Na média, porém, todos ficaram mais pobres. O rendimento médio mensal real domiciliar per capita caiu 4,3% em 2020 na comparação com 2019, para R$ 1.349. Mas, nos domicílios que receberam benefícios sociais, o rendimento per capita aumentou 12,2% no período, passando de R$ 688 para R$ 772. Em consequência, houve redução da desigualdade. Em 2020, o 1% das pessoas melhor remuneradas recebeu 34,9 vezes o que receberam os 50% com os menores rendimentos. Em 2019, esta razão era de 40 vezes, maior valor da série. Esta relação entre o rendimento médio dos mais pobres e os mais ricos mostrou trajetória de redução de 2012 (38,3 vezes) até 2014 (33,5 vezes). A partir de então voltou a crescer até alcançar o pico da série, em 2019.

O índice de Gini, que mede a concentração de renda e vai de zero a 1 - quanto mais perto de zero menor é a concentração de renda - caiu de 0,506 em 2019 para 0,500 em 2020, o que significa dizer que a desigualdade de renda diminuiu, levando em conta o rendimento médio mensal real habitualmente recebido de todos os trabalhos. Segundo o IBGE, entre 2012 e 2015, o índice de Gini diminuiu de 0,504 a 0,499, e para 0,498 em 2016, patamar em que se manteve em 2017. Mas subiu a 0,506 em 2018 e em 2019, aprofundando a desigualdade.

Não é preciso esperar o próximo levantamento do IBGE para se concluir que esse quadro mudou radicalmente. O Auxílio Emergencial deixou de ser pago no fim de 2020 e só voltou em abril, em valores mais baixos e com um universo bem menor de beneficiados; e o Bolsa Família terminou neste mês. Em seu lugar, começou a ser pago o Auxílio Brasil com benefício médio 18% acima do Bolsa Família e a promessa de chegar a R$ 400, assim que o governo viabilizar seu financiamento. Ele só está garantido até o fim de 2022, ou seja, até as próximas eleições, apesar de o mercado de trabalho seguir muito fraco, com uma taxa de desemprego acima de 13%.

A mudança de regras já causou comoção nesta virada de mês, provocando filas de pessoas nas agências do governo em busca de informação. Calcula-se que 22 milhões de pessoas vão deixar de receber o benefício. O caráter temporário do Auxílio Brasil aumenta a insegurança da população vulnerável. A vinculação da discussão de sua fonte de financiamento a temas controversos como o calote dos precatórios e as verbas para os deputados federais torna o quadro mais nebuloso e instável.

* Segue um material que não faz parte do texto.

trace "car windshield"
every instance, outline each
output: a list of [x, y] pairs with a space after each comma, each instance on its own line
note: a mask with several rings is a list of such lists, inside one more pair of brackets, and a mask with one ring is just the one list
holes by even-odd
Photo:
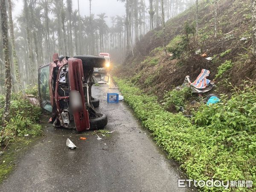
[[49, 67], [49, 66], [48, 65], [39, 70], [38, 86], [41, 106], [47, 111], [51, 112], [52, 108], [50, 103], [48, 84]]
[[106, 59], [106, 62], [110, 62], [110, 58], [104, 57], [104, 58], [105, 58], [105, 59]]

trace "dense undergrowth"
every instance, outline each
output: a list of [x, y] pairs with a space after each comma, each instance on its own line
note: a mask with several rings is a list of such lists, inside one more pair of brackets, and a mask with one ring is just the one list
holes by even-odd
[[[256, 86], [233, 87], [221, 102], [202, 105], [190, 119], [173, 113], [157, 98], [128, 80], [116, 78], [125, 101], [149, 129], [169, 158], [180, 163], [189, 178], [256, 182]], [[240, 89], [241, 88], [241, 89]], [[181, 101], [182, 102], [182, 101]], [[180, 104], [179, 103], [179, 105]], [[201, 188], [203, 191], [253, 191], [246, 188]]]
[[[36, 87], [27, 89], [27, 94], [37, 97]], [[12, 95], [9, 120], [3, 122], [5, 98], [0, 95], [0, 146], [15, 140], [16, 137], [39, 136], [41, 133], [41, 126], [38, 123], [41, 115], [39, 106], [32, 103], [27, 96], [21, 92]]]
[[[197, 34], [192, 6], [166, 22], [167, 55], [163, 49], [163, 31], [155, 29], [136, 44], [133, 55], [131, 52], [116, 69], [115, 75], [132, 79], [145, 92], [160, 99], [164, 91], [181, 85], [186, 76], [195, 80], [202, 69], [210, 71], [209, 79], [221, 83], [219, 93], [230, 91], [223, 83], [226, 79], [236, 86], [247, 78], [256, 81], [256, 58], [251, 53], [251, 2], [218, 1], [215, 36], [214, 4], [208, 1], [200, 3]], [[206, 59], [208, 57], [212, 60]]]

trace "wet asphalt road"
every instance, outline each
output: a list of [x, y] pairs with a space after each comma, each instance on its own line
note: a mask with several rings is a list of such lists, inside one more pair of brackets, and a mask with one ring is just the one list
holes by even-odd
[[[100, 100], [98, 110], [108, 116], [105, 129], [115, 132], [105, 137], [97, 133], [102, 138], [98, 140], [96, 133], [78, 134], [44, 124], [45, 136], [19, 160], [0, 191], [191, 191], [178, 188], [178, 179], [184, 177], [177, 165], [166, 160], [128, 107], [107, 103], [107, 93], [118, 90], [105, 84], [94, 86], [93, 91]], [[67, 148], [67, 138], [77, 148]]]

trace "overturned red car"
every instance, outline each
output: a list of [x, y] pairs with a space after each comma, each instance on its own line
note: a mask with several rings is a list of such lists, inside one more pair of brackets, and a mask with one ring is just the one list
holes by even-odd
[[75, 128], [79, 132], [103, 128], [107, 116], [98, 113], [92, 102], [93, 68], [102, 67], [105, 60], [91, 55], [73, 58], [53, 56], [53, 61], [38, 70], [41, 107], [52, 113], [50, 123], [55, 126]]

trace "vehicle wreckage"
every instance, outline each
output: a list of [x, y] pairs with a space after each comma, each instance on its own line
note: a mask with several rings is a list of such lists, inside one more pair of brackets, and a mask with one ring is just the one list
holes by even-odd
[[49, 122], [75, 128], [79, 132], [103, 128], [108, 118], [95, 111], [99, 101], [92, 96], [92, 86], [93, 68], [103, 67], [105, 59], [87, 55], [59, 57], [55, 53], [52, 61], [38, 70], [40, 105], [52, 113]]

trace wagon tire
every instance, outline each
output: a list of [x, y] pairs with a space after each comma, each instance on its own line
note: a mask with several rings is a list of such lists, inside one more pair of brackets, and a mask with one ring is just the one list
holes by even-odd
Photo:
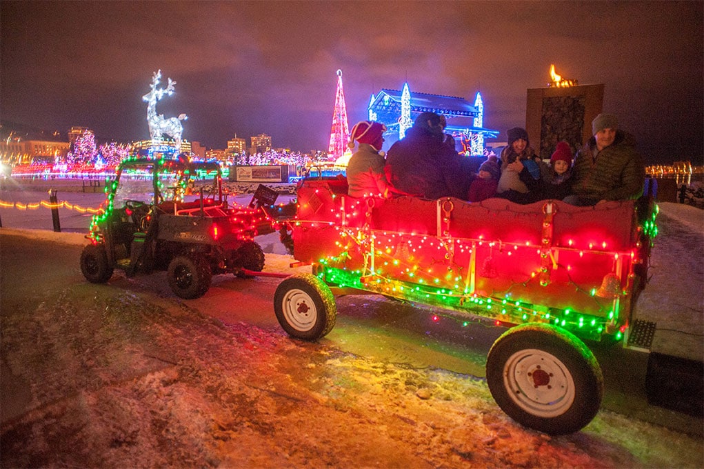
[[81, 272], [91, 283], [105, 283], [113, 276], [108, 254], [103, 244], [89, 244], [81, 253]]
[[486, 382], [511, 418], [552, 435], [582, 430], [603, 396], [591, 351], [570, 332], [545, 324], [517, 326], [497, 339], [486, 358]]
[[184, 299], [204, 295], [213, 278], [210, 265], [200, 256], [177, 256], [169, 263], [166, 275], [171, 291]]
[[332, 330], [337, 317], [335, 299], [325, 283], [310, 274], [299, 274], [279, 284], [274, 312], [287, 334], [314, 341]]
[[[253, 272], [261, 272], [264, 270], [264, 251], [262, 251], [261, 246], [255, 242], [244, 242], [235, 250], [234, 255], [237, 258], [235, 263], [237, 267]], [[235, 270], [235, 275], [242, 278], [251, 278], [252, 277], [239, 269]]]

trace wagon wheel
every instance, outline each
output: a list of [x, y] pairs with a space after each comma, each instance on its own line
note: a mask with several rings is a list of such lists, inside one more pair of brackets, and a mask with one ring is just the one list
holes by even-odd
[[591, 351], [574, 334], [545, 324], [517, 326], [499, 337], [486, 358], [486, 380], [510, 417], [554, 435], [591, 422], [603, 395]]
[[334, 327], [337, 315], [330, 289], [310, 274], [293, 275], [279, 284], [274, 311], [289, 335], [303, 340], [325, 337]]

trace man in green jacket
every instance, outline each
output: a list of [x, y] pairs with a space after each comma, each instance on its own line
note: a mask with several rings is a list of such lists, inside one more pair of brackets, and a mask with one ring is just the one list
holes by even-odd
[[596, 205], [610, 200], [633, 200], [643, 194], [646, 169], [633, 136], [618, 128], [613, 114], [599, 114], [591, 122], [593, 137], [574, 158], [573, 205]]

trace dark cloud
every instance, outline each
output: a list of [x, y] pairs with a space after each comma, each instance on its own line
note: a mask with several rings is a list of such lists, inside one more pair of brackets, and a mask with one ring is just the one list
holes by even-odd
[[650, 161], [700, 161], [701, 1], [2, 1], [0, 116], [99, 139], [145, 138], [151, 74], [184, 136], [235, 134], [325, 148], [337, 76], [351, 124], [382, 87], [465, 96], [485, 125], [525, 122], [526, 90], [563, 77], [605, 85]]

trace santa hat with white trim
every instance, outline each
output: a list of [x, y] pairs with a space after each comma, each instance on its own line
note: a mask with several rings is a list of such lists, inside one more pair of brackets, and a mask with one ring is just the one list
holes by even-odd
[[[386, 126], [384, 124], [374, 120], [360, 120], [354, 125], [352, 131], [350, 132], [350, 141], [347, 146], [350, 149], [354, 149], [354, 142], [356, 140], [359, 143], [365, 143], [371, 145], [377, 151], [382, 149], [382, 139], [384, 132], [386, 131]], [[377, 148], [376, 145], [379, 146]]]

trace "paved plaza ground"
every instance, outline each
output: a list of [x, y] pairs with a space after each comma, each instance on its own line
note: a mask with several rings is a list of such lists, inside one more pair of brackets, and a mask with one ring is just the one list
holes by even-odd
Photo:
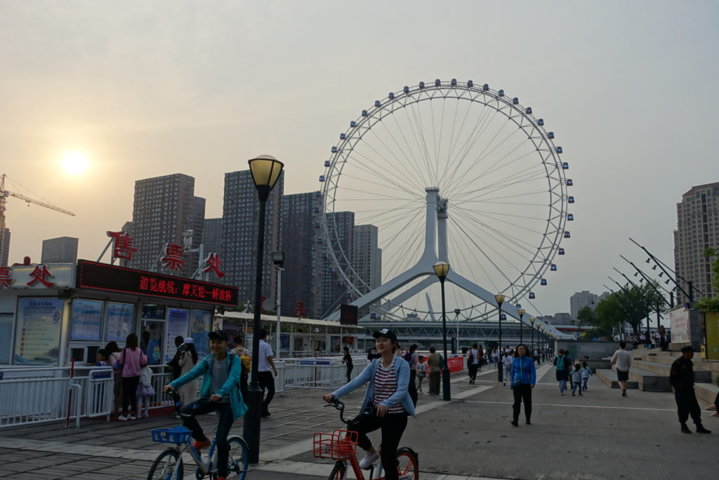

Fica de lado a discussão sobre os novos mecanismos de funcionamento do benefício, que deveriam incluir propostas para combater a pobreza estrutural sem perpetuar a dependência do auxílio. Além disso, é necessário garantir a sustentabilidade do financiamento do auxílio uma vez que a perspectiva de baixo crescimento econômico do país torna necessária a manutenção do benefício. A questão é complexa e não deveria ser limitada por interesses eleitoreiros.